The isolation wards are at Kenyatta National Hospital, Homa Bay hospital and Moi Teaching and Referral Hospital in Eldoret.

Dr Muraguri defends the jailing option, saying Kenya lacks right facilities to isolate the patients and confinement in prisons secures the rest as the cost of treating TB is too high.

Several other countries such as Israel have opted to incarceration to control the spread of TB. In US, mug shots of patients were put on the evening news and they were later jailed.

The ministry’s biggest headache is the drug-resistant TB, which is too costly to treat as new cases rise yearly.
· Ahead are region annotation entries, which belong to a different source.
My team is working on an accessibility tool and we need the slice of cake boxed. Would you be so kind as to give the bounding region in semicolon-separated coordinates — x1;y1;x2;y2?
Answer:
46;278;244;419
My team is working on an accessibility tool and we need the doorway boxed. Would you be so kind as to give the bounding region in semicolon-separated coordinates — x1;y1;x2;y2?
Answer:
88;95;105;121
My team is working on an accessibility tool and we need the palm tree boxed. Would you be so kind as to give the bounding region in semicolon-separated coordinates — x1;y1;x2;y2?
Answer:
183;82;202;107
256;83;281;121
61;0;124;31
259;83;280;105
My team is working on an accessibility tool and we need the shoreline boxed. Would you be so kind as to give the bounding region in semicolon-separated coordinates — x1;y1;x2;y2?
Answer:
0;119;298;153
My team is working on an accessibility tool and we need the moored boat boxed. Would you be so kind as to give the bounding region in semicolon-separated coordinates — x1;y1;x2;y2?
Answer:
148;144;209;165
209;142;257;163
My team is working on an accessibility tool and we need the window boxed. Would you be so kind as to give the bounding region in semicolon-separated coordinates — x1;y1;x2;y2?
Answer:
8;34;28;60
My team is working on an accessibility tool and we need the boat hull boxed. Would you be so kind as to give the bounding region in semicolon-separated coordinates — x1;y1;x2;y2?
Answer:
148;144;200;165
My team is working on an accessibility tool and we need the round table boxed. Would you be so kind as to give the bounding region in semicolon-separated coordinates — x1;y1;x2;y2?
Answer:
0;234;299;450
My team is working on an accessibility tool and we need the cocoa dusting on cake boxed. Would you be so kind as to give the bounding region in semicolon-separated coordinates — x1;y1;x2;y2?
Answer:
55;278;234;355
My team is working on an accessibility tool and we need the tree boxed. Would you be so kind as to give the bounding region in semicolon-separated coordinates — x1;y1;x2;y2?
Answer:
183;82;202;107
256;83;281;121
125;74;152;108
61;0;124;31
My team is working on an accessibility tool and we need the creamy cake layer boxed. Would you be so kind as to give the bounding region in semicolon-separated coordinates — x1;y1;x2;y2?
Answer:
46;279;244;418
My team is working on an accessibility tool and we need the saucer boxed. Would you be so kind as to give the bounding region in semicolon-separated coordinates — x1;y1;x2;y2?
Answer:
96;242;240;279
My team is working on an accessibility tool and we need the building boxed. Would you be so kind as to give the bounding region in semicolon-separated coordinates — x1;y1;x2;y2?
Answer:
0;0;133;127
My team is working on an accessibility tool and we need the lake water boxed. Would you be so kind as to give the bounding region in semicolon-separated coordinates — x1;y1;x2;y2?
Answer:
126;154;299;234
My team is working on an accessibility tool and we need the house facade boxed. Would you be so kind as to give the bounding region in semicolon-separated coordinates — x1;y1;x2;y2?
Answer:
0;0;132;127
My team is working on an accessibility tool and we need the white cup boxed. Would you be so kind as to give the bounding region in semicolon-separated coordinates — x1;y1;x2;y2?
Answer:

Treating one MDR-TB patient for two years costs Sh2 million.

‘‘The disease is more complicated and expensive to treat than ordinary TB and its outcome is poor thus the reason for imprisonment until one is done with the two years standard treatment,’’ said Dr Enos Masini, the head of TB Unit in the Health ministry.

MDR-TB cases have been rising from 283 two years ago to about 600.